It is difficult to separate someone’s personal tragedy from their art. You cannot be oblivious to the darkness that peeks out from their masterpieces, especially if they were not even trying to conceal it in the first place. I remember struggling with The Bell Jar by Sylvia Plath a few years ago. I had read it for my virtual book club, but I couldn’t bring myself to show up (virtually) for its discussion. Simply put, it had left me feeling wretched! The book had such a melancholic tone throughout, with no hope of anything getting any better. All I could do was empathise with the protagonist as she kept going deeper into throes of depression, but I also could not help but get frustrated by things getting bleaker with every turn of the page. I have a habit of reading books more than once, but I have not been able to pick up The Bell Jar again. No matter how much I want to.

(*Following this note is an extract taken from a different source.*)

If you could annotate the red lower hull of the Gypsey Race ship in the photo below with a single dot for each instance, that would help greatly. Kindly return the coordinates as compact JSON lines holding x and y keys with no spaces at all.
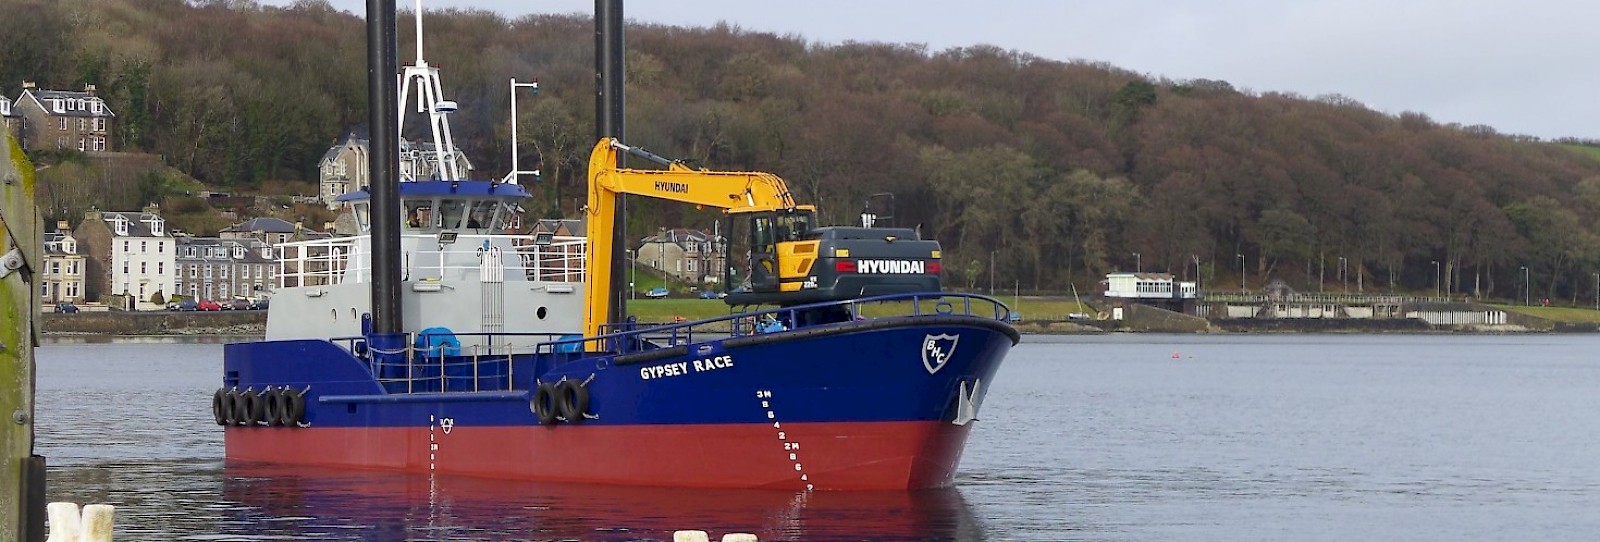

A few days ago, I discovered a Sylvia Plath’s poem that made me want to read more. The poem is called Daddy and is quite famous, but somehow, I had never heard of it before, even though I was familiar with some of her poems. I discovered her collection of poems titled, Ariel, and immediately purchased it from the bookstore. Her poetry is as melancholic as her prose, maybe even more so, but boy, is it exquisite!

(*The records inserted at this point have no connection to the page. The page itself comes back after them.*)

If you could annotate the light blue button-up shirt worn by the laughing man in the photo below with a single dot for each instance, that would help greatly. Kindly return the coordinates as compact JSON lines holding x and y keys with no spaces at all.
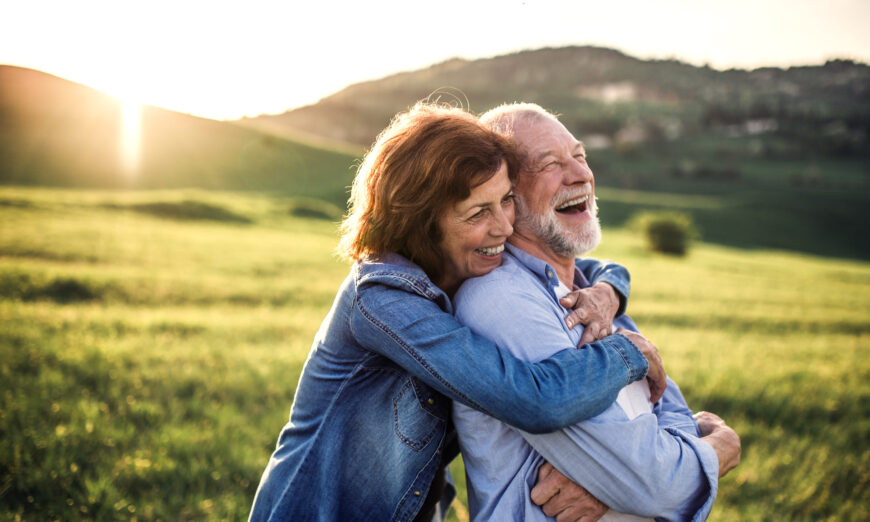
{"x":648,"y":464}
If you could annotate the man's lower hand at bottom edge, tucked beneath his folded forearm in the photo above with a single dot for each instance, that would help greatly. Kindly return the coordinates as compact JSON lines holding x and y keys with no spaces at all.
{"x":563,"y":499}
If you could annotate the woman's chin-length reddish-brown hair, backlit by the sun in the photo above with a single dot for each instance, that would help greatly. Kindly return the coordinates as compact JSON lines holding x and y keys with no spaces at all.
{"x":426,"y":159}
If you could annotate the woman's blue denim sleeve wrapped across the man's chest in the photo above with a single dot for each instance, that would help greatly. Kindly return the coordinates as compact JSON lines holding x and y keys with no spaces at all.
{"x":572,"y":385}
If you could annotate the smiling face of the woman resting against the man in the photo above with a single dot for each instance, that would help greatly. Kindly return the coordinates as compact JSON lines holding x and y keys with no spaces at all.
{"x":475,"y":229}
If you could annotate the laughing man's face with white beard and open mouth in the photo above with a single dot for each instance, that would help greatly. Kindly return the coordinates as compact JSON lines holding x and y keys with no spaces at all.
{"x":555,"y":190}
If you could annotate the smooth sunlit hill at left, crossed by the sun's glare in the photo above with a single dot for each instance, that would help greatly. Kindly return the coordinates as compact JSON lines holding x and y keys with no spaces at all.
{"x":58,"y":133}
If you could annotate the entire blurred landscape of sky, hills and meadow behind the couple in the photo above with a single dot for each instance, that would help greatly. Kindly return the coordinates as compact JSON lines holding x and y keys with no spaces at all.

Her words are a cry for help and a reckoning at the same time. You feel her pain and despair but get taken aback by how observant she was of everything around her! She has written about everyday little things of life, vices of the society, and feminism with such shocking clarity that it makes you realise how deeply she had felt everything she wrote about, and how insightful she was! In every poem of hers in this collection, the flow is effortless, words are spellbinding, and in spite of palpable despair and a lingering feeling of impending doom, there is ethereal beauty. My favourite poems from the book are Ariel, Lay Lazarus, Daddy, Tulips, A Birthday Present, Getting There, Kindness and Edge. I am sharing excerpts from Lady Lazarus and Tulips.
The second time I meant
To last it out and not come back at all.
I rocked shut
As a seashell.
They had to call and call
And pick the worms off me like sticky pearls.

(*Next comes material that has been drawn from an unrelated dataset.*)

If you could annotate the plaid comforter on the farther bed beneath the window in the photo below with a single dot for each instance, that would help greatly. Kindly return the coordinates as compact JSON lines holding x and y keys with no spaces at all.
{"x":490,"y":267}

Is an art, like everything else.
I do it exceptionally well.
Nobody watched me before, now I am watched.
The tulips turn to me, and the window behind me
Where once a day the light slowly widens and slowly thins,
And I see myself, flat, ridiculous, a cut-paper shadow
Between the eye of the sun and the eyes of the tulips,
And I have no face, I have wanted to efface myself.
The vivid tulips eat my oxygen.
(Excerpts from the collection of poems, Ariel by Sylvia Plath)
If you find The Bell Jar gut-wrenching, this collection can completely crush you, but it is worth it. You get a chance to see the world through her eyes while you, along with her, try to make peace with the tragedy of it all. You cannot.